When I first starting walking the labyrinth as a way to focus my prayer, one of the things that struck me was just how many twists and turns and the path took before I reached the center. With some practice, these turns and changes, quickly became my favorite part of this style of prayer, because with each twist and turn, I would turn and face the center and give thanks to God for all the ways in which, no matter how many changes or unexpected turns my life has taken, I have continually been drawn closer and closer to God. Because like on the labyrinth, even when I feel very far removed from the center, no matter how far God’s peace seems, I know that it is still present, and that it’s on this path that the abundance of God’s grace and love that has kept me going when it seemed like I ought to stop.
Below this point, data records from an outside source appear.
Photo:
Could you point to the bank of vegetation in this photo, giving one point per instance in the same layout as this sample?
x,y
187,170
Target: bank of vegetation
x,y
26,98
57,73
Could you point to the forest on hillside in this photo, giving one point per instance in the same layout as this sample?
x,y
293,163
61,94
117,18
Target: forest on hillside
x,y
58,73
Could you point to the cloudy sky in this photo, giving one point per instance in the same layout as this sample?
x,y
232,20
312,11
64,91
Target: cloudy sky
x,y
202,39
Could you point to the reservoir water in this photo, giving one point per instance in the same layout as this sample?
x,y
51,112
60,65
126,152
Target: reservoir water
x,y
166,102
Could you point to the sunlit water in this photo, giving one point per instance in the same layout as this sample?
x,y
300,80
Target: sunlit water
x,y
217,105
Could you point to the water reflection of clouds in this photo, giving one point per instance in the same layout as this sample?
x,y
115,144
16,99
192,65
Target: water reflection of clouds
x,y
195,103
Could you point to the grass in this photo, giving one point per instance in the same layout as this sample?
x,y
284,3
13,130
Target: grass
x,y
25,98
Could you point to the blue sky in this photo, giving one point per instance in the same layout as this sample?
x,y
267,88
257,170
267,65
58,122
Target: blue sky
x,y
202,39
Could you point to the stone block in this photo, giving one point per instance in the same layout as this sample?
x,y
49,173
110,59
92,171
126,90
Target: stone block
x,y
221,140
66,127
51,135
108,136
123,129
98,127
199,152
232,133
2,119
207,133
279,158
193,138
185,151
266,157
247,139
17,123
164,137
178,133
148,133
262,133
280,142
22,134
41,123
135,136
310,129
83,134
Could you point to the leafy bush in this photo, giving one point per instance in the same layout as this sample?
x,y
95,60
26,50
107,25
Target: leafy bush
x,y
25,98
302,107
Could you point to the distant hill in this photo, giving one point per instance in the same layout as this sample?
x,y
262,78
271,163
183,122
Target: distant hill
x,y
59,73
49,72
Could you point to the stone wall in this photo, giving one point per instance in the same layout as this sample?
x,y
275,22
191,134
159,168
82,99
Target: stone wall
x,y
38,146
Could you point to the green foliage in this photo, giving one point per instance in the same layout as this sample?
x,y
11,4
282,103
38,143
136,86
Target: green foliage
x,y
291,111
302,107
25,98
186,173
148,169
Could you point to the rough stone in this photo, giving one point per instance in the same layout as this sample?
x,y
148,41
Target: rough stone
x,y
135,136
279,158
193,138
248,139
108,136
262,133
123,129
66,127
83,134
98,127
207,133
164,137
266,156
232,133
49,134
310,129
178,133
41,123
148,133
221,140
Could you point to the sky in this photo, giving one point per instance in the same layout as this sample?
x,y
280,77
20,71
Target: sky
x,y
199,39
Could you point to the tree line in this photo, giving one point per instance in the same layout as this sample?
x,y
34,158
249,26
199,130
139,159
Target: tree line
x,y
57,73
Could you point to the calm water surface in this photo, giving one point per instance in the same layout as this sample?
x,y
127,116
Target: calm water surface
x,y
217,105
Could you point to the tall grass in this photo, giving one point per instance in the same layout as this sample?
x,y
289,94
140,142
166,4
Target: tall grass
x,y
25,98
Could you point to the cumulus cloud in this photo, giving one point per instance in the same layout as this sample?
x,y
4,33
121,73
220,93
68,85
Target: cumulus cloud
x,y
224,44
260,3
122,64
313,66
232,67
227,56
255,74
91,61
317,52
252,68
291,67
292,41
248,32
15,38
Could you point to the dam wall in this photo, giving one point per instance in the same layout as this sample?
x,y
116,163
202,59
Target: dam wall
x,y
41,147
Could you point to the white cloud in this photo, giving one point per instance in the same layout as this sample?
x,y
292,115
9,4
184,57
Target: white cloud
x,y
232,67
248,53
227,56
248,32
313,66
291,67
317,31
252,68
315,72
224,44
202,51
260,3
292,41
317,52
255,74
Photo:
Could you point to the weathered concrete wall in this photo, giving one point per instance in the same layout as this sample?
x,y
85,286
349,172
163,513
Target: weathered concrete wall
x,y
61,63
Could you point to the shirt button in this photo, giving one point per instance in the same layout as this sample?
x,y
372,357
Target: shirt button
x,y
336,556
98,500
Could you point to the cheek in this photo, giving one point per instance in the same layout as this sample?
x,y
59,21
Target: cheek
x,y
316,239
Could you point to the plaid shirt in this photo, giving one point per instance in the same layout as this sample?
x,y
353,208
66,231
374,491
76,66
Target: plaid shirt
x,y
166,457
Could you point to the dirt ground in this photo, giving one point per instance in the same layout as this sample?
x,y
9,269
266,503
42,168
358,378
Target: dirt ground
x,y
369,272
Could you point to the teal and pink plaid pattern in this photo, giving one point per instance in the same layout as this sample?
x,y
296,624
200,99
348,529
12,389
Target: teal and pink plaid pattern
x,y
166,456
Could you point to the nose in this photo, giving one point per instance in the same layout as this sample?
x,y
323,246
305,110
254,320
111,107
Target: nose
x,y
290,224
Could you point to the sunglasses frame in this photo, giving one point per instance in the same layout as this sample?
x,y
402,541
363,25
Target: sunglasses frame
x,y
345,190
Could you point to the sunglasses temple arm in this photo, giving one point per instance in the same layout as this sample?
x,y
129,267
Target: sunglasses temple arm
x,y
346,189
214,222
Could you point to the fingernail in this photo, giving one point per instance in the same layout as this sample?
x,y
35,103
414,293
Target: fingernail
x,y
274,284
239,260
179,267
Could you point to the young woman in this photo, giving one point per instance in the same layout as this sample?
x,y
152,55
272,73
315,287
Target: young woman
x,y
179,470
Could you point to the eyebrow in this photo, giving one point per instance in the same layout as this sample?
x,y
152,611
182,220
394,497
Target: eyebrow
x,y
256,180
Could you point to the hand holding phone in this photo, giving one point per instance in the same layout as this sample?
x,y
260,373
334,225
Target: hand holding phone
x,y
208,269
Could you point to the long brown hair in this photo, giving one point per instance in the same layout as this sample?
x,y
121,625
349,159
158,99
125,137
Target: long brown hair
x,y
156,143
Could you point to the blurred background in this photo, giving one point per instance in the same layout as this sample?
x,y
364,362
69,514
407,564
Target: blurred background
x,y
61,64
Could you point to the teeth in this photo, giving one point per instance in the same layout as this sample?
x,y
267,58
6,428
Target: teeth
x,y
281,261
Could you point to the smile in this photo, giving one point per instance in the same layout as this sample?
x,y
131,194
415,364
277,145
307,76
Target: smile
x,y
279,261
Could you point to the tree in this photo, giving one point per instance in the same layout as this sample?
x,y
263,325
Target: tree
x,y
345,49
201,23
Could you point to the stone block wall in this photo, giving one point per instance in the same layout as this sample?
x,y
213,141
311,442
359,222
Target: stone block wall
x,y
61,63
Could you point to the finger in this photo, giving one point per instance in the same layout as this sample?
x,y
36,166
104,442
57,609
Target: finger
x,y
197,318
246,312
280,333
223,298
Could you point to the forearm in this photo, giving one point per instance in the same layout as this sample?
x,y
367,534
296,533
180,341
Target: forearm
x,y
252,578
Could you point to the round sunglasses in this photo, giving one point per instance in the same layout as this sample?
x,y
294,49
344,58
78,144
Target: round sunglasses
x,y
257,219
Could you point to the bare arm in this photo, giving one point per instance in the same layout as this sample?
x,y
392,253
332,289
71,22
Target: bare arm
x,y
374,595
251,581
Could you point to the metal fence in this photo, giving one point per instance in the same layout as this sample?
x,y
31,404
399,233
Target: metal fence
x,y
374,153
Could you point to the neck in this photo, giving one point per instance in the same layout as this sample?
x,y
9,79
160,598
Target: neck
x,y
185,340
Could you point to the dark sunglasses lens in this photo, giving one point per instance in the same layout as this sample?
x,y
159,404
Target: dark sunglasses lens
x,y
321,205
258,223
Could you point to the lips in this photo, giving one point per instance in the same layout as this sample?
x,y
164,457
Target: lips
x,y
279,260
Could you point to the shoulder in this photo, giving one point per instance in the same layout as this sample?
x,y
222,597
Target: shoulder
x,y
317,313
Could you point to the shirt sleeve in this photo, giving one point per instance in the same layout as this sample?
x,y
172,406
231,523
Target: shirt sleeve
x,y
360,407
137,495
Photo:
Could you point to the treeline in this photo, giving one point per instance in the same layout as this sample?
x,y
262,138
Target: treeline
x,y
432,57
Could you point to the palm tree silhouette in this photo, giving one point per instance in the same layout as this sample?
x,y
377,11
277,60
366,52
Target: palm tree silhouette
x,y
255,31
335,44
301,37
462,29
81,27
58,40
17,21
Today is a unique day in our secular and religious world; Thanksgiving is not just a national holiday, but also, for Episcopalians, at least, a major feast day and one of the few Holy Days named in our prayer book for which we should take time to celebrate. But it’s also an interesting and unique day because it falls squarely between the old and the new. Last Sunday we gave thanks on the last Sunday after Pentecost, and next Sunday we will give thanks for a new year as we turn toward Advent and the waiting for the Christ child. Today is an in-between day; it’s a day to pause and take stock of your life and faith before we begin again.
Our Epistle passage today from St. Paul’s letter to the church at Philippi is one of my favorite passages of scripture. It’s one of my favorites not because it is descriptive of the reality of Christians everywhere, but because it is aspirational. “Rejoice in the Lord always; again I will say, Rejoice!” There are certainly days wherein which it is easier to rejoice, but rejoicing all the time seems nearly impossible. But what Paul is exhorting this young Christian church to do is not to negate the difficulties of their life, but rather to sit with them, know them, and still find reasons, as he has as he writes this letter from jail, to rejoice.
As we come to God in joy and in thanksgiving, we know that “the Lord is near,” as Paul says and that God’s peace will surpass all understanding, as we spend our lives meditating on what is true, honorable, just, pure, pleasing, commendable, and worthy of praise. So today as we give thanks for all that we have and all that we are, let us pause on this in-between day to offer the Great Thanksgiving, and remember that thanksgiving changes us. It changes us not because of what we have received but because gratitude forms us and molds us into better Christians.
We come to today’s table not as folks who have proved our worthiness of God’s gift, but as those in deep need and in abiding gratitude for all the ways in which even as the world is in chaos around us, we are able to, as St. Paul says, rejoice again and again and again in Lord always.
A sermon delivered to the people of Christ Episcopal Church in Bowling Green, KY for Thanksgiving Day 2019, Year C, on Philippians 4:4-9.